Minister of Interior
- In office 2 December 1951 – 2 April 1952
- President: Celal Bayar
- Prime Minister: Adnan Menderes

Minister of State
- In office 1950 – 9 March 1951
- President: Celal Bayar
- Prime Minister: Adnan Menderes

Personal details
- Born: 1900 Manisa, Aidin vilayet, Ottoman Empire
- Died: 22 October 1978 (aged 77–78) Istanbul, Turkey
- Party: Progressive Republican Party; Democrat Party; Liberty Party; Republican People's Party; Justice Party;
- Alma mater: Halkalı Higher Agriculture School

= Fevzi Lütfi Karaosmanoğlu =

Turkish politician (1900–1978)

Fevzi Lütfi Karaosmanoğlu (1900–1978) was a Turkish landowner, politician, writer and journalist. He was a member of the Parliament for three times in the 1950s and in the early 1960s. He briefly served as the minister of state and minister of interior in the cabinets formed by the Prime Minister Adnan Menderes.
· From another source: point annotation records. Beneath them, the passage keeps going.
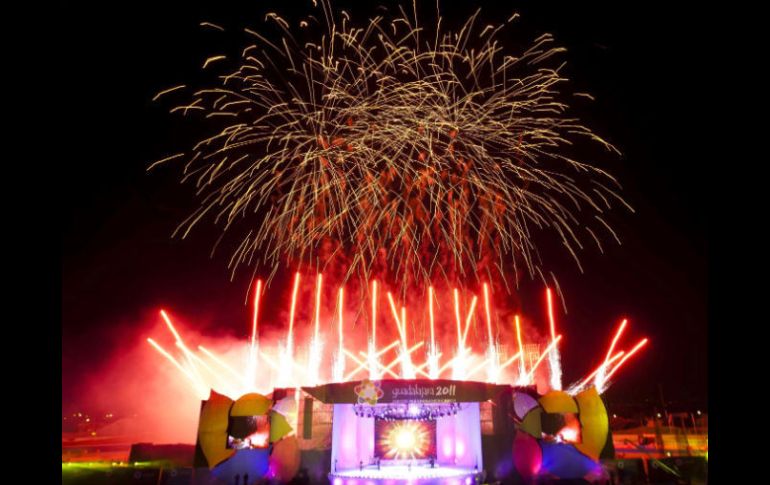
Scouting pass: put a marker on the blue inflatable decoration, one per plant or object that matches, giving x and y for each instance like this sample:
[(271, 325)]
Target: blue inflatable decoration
[(565, 461)]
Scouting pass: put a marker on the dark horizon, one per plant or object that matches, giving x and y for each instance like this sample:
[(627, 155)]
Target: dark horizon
[(120, 263)]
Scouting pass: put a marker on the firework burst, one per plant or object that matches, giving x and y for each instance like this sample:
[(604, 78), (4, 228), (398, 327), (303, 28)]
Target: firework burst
[(405, 154)]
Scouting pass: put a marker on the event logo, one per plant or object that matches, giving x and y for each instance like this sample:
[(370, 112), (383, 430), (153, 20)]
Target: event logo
[(369, 392)]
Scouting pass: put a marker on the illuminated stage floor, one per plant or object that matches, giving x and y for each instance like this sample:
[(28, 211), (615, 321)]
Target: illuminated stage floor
[(397, 474)]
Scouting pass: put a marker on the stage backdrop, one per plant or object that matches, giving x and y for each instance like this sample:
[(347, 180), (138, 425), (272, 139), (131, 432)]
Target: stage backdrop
[(404, 439)]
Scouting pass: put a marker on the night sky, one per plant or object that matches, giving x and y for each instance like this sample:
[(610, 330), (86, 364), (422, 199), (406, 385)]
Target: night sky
[(120, 263)]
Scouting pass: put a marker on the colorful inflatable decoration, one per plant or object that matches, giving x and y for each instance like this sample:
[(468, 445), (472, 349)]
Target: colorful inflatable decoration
[(245, 462), (569, 453)]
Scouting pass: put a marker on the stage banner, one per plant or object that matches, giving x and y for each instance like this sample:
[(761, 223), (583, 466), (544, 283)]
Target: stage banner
[(395, 391)]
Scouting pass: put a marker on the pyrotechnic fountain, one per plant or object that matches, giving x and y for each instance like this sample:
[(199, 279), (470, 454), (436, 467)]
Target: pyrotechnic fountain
[(402, 158)]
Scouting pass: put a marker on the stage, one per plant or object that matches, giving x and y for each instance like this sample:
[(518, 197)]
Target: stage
[(401, 473)]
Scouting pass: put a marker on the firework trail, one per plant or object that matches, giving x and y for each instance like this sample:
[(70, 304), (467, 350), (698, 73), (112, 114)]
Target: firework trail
[(410, 153)]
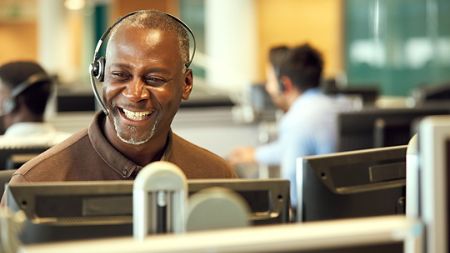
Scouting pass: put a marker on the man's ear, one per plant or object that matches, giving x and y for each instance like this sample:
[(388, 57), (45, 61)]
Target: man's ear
[(188, 83)]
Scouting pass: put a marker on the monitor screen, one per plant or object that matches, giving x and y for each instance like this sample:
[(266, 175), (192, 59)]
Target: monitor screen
[(13, 157), (434, 194), (80, 210), (376, 127), (352, 184)]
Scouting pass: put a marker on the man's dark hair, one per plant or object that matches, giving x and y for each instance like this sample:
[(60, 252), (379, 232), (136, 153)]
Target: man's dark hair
[(36, 96), (277, 55), (151, 19), (303, 65)]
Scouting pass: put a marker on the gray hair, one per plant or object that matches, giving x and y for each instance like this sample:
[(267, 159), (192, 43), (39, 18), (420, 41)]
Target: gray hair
[(153, 19)]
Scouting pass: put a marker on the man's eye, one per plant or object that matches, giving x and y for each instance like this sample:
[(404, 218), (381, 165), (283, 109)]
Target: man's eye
[(119, 75), (155, 81)]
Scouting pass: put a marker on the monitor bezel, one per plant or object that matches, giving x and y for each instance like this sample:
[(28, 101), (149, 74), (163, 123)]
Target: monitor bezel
[(434, 135)]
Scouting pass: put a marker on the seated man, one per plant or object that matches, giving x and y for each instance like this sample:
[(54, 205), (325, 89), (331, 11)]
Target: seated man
[(25, 89), (146, 76), (308, 126)]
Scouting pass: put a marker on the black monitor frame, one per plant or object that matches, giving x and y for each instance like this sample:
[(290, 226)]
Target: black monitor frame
[(60, 211), (8, 159), (360, 130), (352, 184)]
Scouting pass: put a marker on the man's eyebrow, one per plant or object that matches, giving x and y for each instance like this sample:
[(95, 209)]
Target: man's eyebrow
[(122, 65)]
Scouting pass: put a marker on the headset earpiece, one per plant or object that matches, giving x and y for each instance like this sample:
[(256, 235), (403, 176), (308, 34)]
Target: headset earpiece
[(98, 69), (8, 106)]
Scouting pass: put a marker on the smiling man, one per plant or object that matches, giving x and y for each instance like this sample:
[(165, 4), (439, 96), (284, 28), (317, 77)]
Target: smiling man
[(146, 77)]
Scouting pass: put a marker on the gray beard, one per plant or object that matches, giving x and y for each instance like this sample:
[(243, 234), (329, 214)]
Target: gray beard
[(132, 140)]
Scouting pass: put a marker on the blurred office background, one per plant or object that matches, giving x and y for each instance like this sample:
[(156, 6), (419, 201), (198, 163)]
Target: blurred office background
[(395, 47)]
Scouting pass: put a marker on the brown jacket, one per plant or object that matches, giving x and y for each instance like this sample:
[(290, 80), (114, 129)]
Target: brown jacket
[(87, 155)]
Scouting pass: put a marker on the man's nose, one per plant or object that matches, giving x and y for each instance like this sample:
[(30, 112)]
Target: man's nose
[(136, 91)]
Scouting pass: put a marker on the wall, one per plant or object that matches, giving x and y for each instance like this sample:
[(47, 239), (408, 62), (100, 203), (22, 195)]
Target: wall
[(18, 40), (318, 22)]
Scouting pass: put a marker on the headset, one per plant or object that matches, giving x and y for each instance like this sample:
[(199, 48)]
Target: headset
[(97, 67), (10, 103)]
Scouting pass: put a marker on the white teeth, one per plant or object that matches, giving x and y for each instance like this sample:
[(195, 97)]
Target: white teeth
[(135, 115)]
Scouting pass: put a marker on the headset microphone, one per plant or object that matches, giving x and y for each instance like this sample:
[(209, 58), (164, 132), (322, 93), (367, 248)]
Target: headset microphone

Throughout his political career Karaosmanoğlu was part of various political parties.

==Early life and education==
He was born in Manisa in 1900. His family was an influential local dynasty in the region, and the members of the family were ayans, landowners and leaders based in Salihli.

He obtained a degree in agriculture from Halkalı Higher Agriculture School in Istanbul in 1922. During his studies he published articles in Dergâh and Yeni Mecmua magazines.

==Career and activities==
Following his graduation he continued to write for various publications, including Resimli Gazete and Son Telgraf which was started by him and Sadri Ethem, Hüseyin Avni, Suphi Nuri İleri in 1924. In Son Telgraf he had a column entitled "Değil mi?" (Isn't it?). He supported the Progressive Republican Party which was formed in 1924. Due to his opposition to the Republican People's Party (CHP) and the regime he was tried at the Independence Tribunal of Elazığ for three months and was found not guilty on 13 September 1925. Following this incident he briefly wrote for the Güneş newspaper and ended his journalistic activity.

He returned to his hometown in 1927 and was involved in agriculture in his farm in Salihli, Manisa, until the 1940s. Karaosmanoğlu continued to criticize the single-party government through his articles in Vatan during the World War II period. He became a member of the Democrat Party (DP) and ran for a seat from Manisa in the 1946 general election, but did not win the election. He was elected as a member of the DP's executive board in the first congress held in January 1947.

Karaosmanoğlu became a deputy from Manisa for the DP in the 1950 general election. He was made a minister of state to the cabinet led by Adnan Menderes in 1950. He was in charge of the implementation of the Marshall aid. His tenure ended on 9 March 1951. Karaosmanoğlu was appointed minister of interior on 2 December 1951, but he resigned from office on 2 April 1952. He won his seat in the general election held on 2 May 1954. He was dismissed from the DP in October 1955 as a result the conflicts between him and Prime Minister Adnan Menderes. Karaosmanoğlu had been criticizing both Menderes and President Celâl Bayar due their "dictatorial tendencies". Nearly twenty-eight DP members were also removed from the party on the same date.

Karaosmanoğlu and other former DP politicians established the Liberty Party, and he was elected as its chairman on 22 December 1955. He was one of the signatories of a declaration issued on 4 September 1957 which demanded the detailed inclusion of the fundamental rights and freedoms in the constitution, the establishment of a Constitutional Court and the adoption of the bicameral system. The other signatories of the statement included İsmet İnönü, Turgut Göle, Fuat Arna, Kasım Gülek, Enver Güreli, Ahmet Bilgin, İbrahim Öktem and Nurettin Ardıçoğlu.

Karaosmanoğlu was a deputy candidate for the party from Istanbul in the 1957 general election, but he did not win a seat. Next year the Liberty Party members, including Karaosmanoğlu, joined the CHP. He was elected to the CHP's council in the 14th congress on 12 January 1959 with the highest number of votes.

Following the military coup on 27 May 1960 a Constituent Assembly was formed. Karaosmanoğlu was a representative of the CHP at the Assembly in 1961. He was elected as a deputy from Manisa for the CHP in the 1961 general election. He resigned from both the CHP and the Parliament on 4 March 1962 as a result of his conflicts with the CHP leadership. He later supported the Justice Party.

===Views===
Karaosmanoğlu argued that a democratic regime should be established instead of the bureaucratic mentality and government. In response to the demands of religious groups about the establishment of canonical legislation "to mingle religious and worldly affairs" in Turkey he reported in May 1951 that not the faith of Turkish people, but their Turkish character should be supported. He was serving as minister of interior when he made this statement.

==Death==
Karaosmanoğlu died in Istanbul on 22 October 1978.